On the contrary, Uganda’s economy grew by 4.6 percent in the financial year 2021/22, and 5.2 percent in the financial year 2022/2023. The services sector grew at 6.2 percent (especially in trade, tourism, education, ICT, arts and entertainment); agriculture at 4.8 percent with food crops growing at 4.7 percent from 3.5 percent, livestock at 8.8 percent from 8.3 percent, and fish activities at 8.6 percent from 0.3 percent in FY2022/23 and FY2021/22, respectively. The growth in industry was 3.5 percent, slower than the 5.1 percent recorded in the same period the previous year.

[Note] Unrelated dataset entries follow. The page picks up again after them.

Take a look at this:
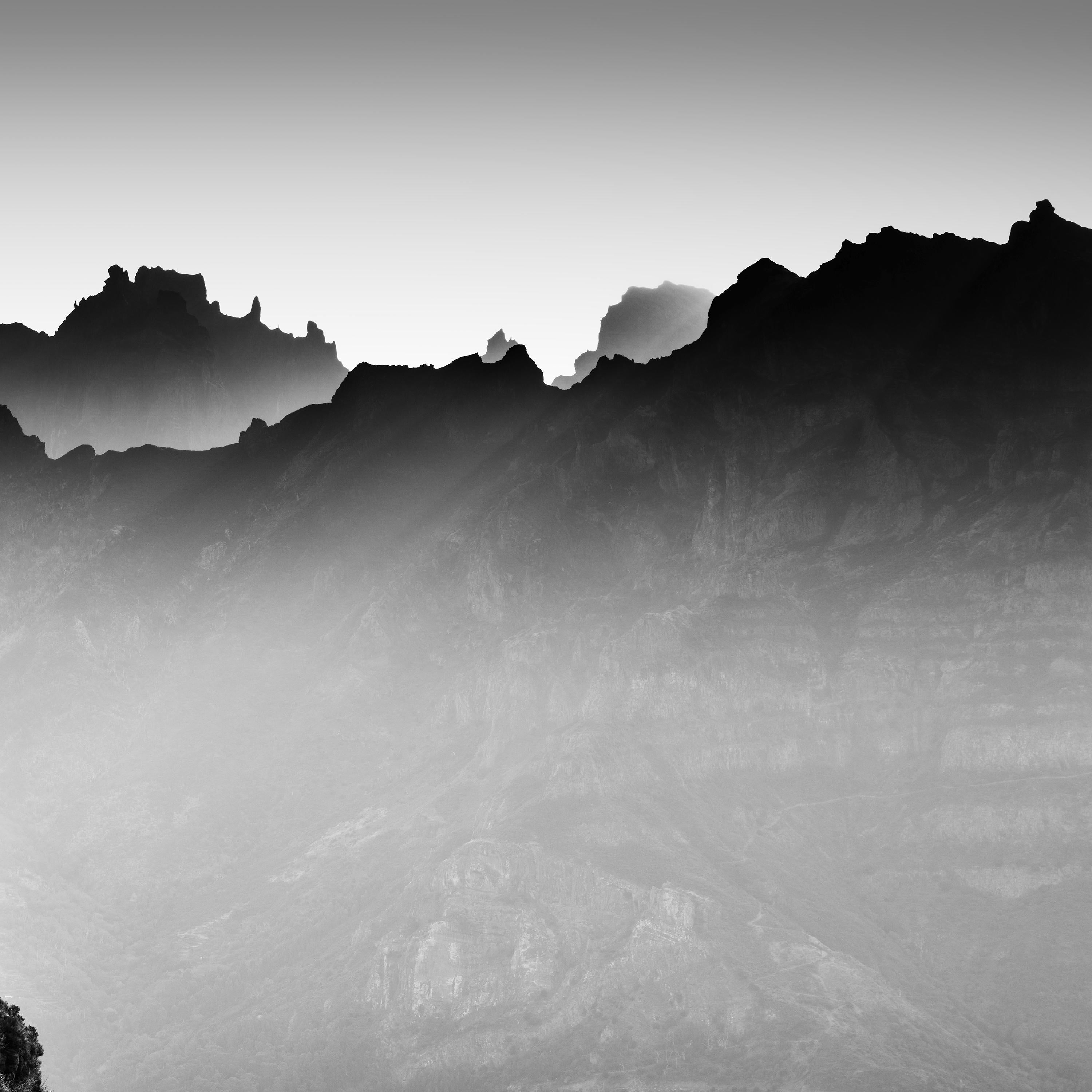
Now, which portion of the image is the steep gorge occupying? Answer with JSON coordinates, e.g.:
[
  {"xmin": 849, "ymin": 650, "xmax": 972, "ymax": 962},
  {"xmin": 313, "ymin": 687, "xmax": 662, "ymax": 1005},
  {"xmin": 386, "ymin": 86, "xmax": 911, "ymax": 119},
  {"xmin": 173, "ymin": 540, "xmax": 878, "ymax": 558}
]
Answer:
[{"xmin": 0, "ymin": 205, "xmax": 1092, "ymax": 1092}]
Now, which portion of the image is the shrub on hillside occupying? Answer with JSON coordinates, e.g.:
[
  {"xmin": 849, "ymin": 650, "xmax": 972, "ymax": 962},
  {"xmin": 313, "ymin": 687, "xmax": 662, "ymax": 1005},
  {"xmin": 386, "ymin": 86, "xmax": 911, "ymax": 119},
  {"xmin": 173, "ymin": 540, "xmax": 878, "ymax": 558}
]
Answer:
[{"xmin": 0, "ymin": 1000, "xmax": 47, "ymax": 1092}]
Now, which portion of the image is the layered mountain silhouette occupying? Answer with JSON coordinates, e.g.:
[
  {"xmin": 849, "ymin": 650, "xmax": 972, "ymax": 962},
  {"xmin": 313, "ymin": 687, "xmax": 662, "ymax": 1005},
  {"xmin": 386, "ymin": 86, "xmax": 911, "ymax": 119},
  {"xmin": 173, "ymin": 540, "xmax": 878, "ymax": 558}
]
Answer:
[
  {"xmin": 0, "ymin": 202, "xmax": 1092, "ymax": 1092},
  {"xmin": 0, "ymin": 265, "xmax": 345, "ymax": 455},
  {"xmin": 554, "ymin": 281, "xmax": 713, "ymax": 389},
  {"xmin": 482, "ymin": 330, "xmax": 517, "ymax": 364}
]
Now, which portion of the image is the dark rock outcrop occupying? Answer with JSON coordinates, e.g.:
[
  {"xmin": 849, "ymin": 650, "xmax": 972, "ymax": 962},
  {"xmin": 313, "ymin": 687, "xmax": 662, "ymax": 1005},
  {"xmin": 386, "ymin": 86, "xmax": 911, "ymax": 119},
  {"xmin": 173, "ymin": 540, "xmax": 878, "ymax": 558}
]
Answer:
[
  {"xmin": 482, "ymin": 330, "xmax": 517, "ymax": 364},
  {"xmin": 6, "ymin": 206, "xmax": 1092, "ymax": 1092},
  {"xmin": 0, "ymin": 265, "xmax": 345, "ymax": 455}
]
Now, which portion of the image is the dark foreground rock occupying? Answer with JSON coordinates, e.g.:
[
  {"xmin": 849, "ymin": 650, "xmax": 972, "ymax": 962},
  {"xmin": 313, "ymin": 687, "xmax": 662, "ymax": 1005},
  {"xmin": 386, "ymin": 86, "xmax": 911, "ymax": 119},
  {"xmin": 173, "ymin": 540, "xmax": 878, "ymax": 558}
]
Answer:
[{"xmin": 0, "ymin": 205, "xmax": 1092, "ymax": 1092}]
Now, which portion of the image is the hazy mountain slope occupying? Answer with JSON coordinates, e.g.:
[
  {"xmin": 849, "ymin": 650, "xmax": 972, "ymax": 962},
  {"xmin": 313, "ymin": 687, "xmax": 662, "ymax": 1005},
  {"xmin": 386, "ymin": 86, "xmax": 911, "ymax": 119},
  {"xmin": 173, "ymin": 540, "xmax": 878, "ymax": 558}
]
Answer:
[
  {"xmin": 0, "ymin": 265, "xmax": 345, "ymax": 455},
  {"xmin": 0, "ymin": 201, "xmax": 1092, "ymax": 1092},
  {"xmin": 554, "ymin": 281, "xmax": 713, "ymax": 390}
]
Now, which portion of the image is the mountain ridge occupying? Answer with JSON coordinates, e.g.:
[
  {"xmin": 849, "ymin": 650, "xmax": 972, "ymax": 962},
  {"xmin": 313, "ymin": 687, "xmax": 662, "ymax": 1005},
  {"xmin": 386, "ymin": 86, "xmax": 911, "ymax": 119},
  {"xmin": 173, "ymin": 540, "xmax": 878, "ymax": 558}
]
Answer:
[
  {"xmin": 0, "ymin": 265, "xmax": 344, "ymax": 454},
  {"xmin": 0, "ymin": 203, "xmax": 1092, "ymax": 1092}
]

To grow the economy to double digits and commit to achieve the ambition, government must ensure increase in international trade and export promotion because expanding international trade and promoting exports are key strategies for countries seeking to increase their economic output and attract foreign investment, build capacity of producers and exporters, improve infrastructure, and invest in technology and innovation.

Museveni said that Government is reducing further the cost of electricity for manufacturers, improving transport infrastructure including roads and railways, eliminating bureaucracy in Government especially in procurement in order to attract new investments and technology transfer, making available affordable capital and intensifying the fight against corruption, through accelerating automation of Government processes, frequent audits of Government interventions and rationalization of Government institutions and departments.